4.1.2. Enrichment Analysis
Comprehensive enrichment analysis of the upregulated genes was employed using the EnrichR system, accessible at https://maayanlab.cloud/Enrichr/ (accessed on 5 May 2021). Utilizing a set of 455 common genes identified from our initial expression analysis of datasets GSE29044 and GSE42568, we focused on cell type enrichment, WebCSEA: https://bioinfo.uth.edu/webcsea/ (accessed on 15 July 2021). Additionally, we employed Enrichr to delve into the Reactome pathway enrichment and associated biological processes. For the visualization of our enrichment analysis, we utilized the ggplot2 package within RStudio (Version 2022.7.1).
4.1.3. Network Analysis and Identification of Target mRNA
To identify key involved genes, we used protein–protein interaction (PPI) networks within gene sets related to the fetal germ gonad area, and we utilized the STRING database, https://string-db.org/ (accessed on 20 July 2021). For the visualization of the ultimate complex networks, we employed Cytoscape software (version 3.8.2), which facilitated the creation of detailed, interpretable graphical representations.
To analyze the gene expression levels of our targeted genes, we utilized the “The Cancer Genome Atlas” (TCGA) database, accessible at https://ualcan.path.uab.edu/analysis.html (accessed on 23 July 2021), comparing their expression in breast tumor tissues versus normal tissues.
4.2. The Experimental Validation of the Candidate Gene Expression in Breast Tumor Samples
4.2.1. Ethical Considerations and Biopsy Procedures
The experimental phase of this study involved a cohort of 28 female participants who had recently been diagnosed with breast carcinoma. This study took place from January 2021 to April 2023 at the Cancer Institute of Iran, affiliated with Tehran University of Medical Sciences (Tehran, Iran).
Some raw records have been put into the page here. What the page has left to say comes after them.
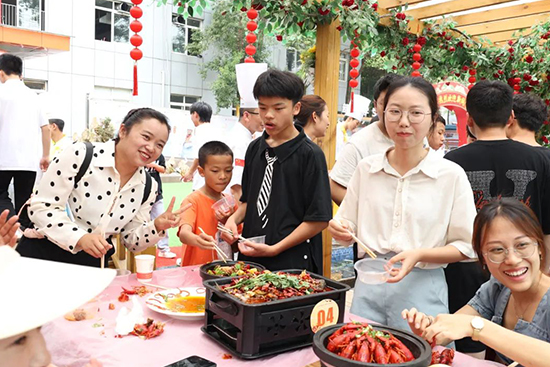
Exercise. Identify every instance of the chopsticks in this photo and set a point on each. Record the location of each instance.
(218, 250)
(360, 243)
(228, 231)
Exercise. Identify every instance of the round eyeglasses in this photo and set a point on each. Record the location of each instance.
(414, 116)
(523, 250)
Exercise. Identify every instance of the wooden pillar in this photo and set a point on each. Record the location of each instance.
(327, 66)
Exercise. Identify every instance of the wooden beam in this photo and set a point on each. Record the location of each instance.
(415, 26)
(504, 25)
(501, 13)
(327, 65)
(387, 4)
(450, 7)
(503, 36)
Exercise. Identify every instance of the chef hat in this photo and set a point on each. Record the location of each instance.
(38, 291)
(360, 107)
(247, 74)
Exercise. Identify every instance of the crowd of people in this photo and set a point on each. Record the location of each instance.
(465, 235)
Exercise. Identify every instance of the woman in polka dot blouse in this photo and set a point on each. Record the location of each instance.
(74, 222)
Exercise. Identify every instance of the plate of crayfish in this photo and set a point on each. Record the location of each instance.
(360, 344)
(186, 303)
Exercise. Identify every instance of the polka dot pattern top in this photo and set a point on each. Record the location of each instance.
(64, 213)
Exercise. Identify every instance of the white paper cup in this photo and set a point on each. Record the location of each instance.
(144, 267)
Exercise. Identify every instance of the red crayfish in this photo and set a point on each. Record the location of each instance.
(444, 357)
(148, 330)
(360, 342)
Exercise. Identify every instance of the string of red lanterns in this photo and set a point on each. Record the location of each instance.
(354, 72)
(251, 37)
(135, 26)
(416, 57)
Tumor tissue samples were collected by the Iran National Tumor Bank at the Cancer Institute of Iran during that period of time. All participants, aged 20 or above, provided their written informed consent prior to the procedure. They underwent ultrasound-guided biopsies with a 14-gauge core needle. A pathologist then conducted tumor histopathological examinations using hematoxylin and eosin (H&E) and immunohistochemistry (IHC) staining. All methods were performed in accordance with the relevant guidelines and regulations and approved by the Institutional Review Board of Tehran University of Medical Sciences, Tehran, Iran (ethical code: IR.TUMS.IKHC.REC.1399.384). The demographic and clinicopathological details of the patient are presented in Figure 4.
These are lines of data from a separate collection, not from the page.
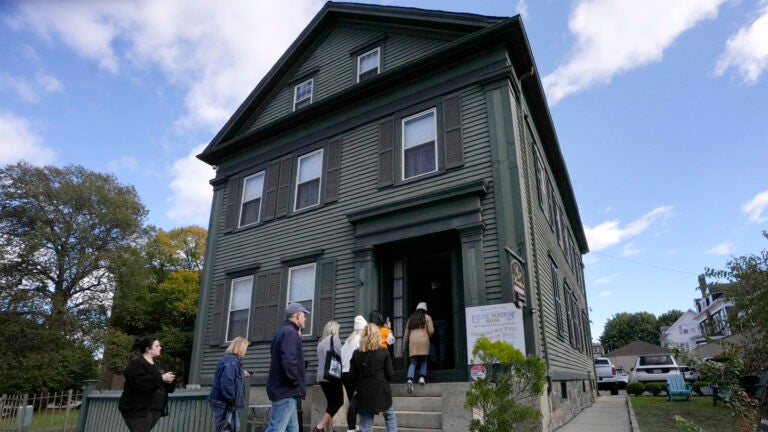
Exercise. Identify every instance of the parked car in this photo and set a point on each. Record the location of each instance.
(689, 373)
(654, 367)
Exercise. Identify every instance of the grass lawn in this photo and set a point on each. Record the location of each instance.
(655, 413)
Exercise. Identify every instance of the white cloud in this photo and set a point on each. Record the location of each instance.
(216, 54)
(19, 142)
(192, 194)
(611, 232)
(747, 49)
(756, 208)
(724, 248)
(629, 250)
(615, 36)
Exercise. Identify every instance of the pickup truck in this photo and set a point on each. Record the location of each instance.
(606, 375)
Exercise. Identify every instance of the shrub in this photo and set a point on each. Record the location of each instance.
(655, 388)
(635, 388)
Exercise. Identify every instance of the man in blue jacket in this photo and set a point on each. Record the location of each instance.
(287, 382)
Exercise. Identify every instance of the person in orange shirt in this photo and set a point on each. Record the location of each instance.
(387, 338)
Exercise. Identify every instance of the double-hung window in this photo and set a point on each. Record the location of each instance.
(239, 307)
(302, 94)
(250, 209)
(301, 289)
(368, 64)
(308, 179)
(419, 144)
4.2.2. SYBR Green Quantitative PCR (qPCR) Techniques
Total RNA was extracted from the tissue samples using the RNA isolation kit (Qiagen, Hilden, Germany; Cat. No. 74534). The isolated RNA was then converted into cDNA using the cDNA synthesis kit (Takara Bio, Shiga, Japan; Cat. No. RR037A). We assessed the expression of targeted mRNAs via quantitative real-time PCR (qRT-PCR), employing SYBR Green Real-Time PCR Master Mixes (Thermo Fisher Scientific, Waltham, MA, USA; Cat. No. 4309155) and conducting the analysis on an ABI Prism 7900HT system in triplicate. For normalization, GAPDH served as the internal control gene, and the ΔΔCt method was used to normalize expression levels. We utilized RStudio, along with the ggplot2 package, for graphical representation of mRNA expression data. The primers were designed using Primer3 software (version 2.5.0), a standard in bioinformatic primer design, ensuring sequence specificity and optimal annealing characteristics. Their sequences were validated for specificity using the NCBI BLAST database, accessible at https://blast.ncbi.nlm.nih.gov/Blast.cgi (accessed on 15 March 2022). Detailed sequences are available in Table 1.
4.3. Cellular Clustering of Breast Tumor Cells and Target Cell Detection
In this study, scRNA-seq was conducted on breast cancer cells, utilizing the GSE180286 dataset’s count matrix. Raw count matrices from four breast cancer samples were imported into R and processed as individual Seurat objects using Seurat v4.3.0, available at https://satijalab.org/seurat/ (accessed on 2 November 2023). Quality control filtering was applied per sample: cells with low gene counts, extremely high feature counts, or elevated mitochondrial gene expression were excluded. For instance, Seurat1 was filtered using nFeature_RNA > 400 and < 5000 and percent.mt < 60, while other samples were filtered using optimized cutoffs ranging from 200 to 5800 features and <45–60% mitochondrial content. Filtered Seurat objects were merged into a single object for downstream analysis. Normalization was carried out using the SCTransform method with mitochondrial content regressed out. Highly variable genes were identified using the “vst” method. Principal component analysis (PCA) was performed on the top 20 components. UMAP was then used for non-linear dimensionality reduction (dims = 1:10), with default neighbor and distance settings. Clustering was performed using the Louvain algorithm at a resolution of 0.5.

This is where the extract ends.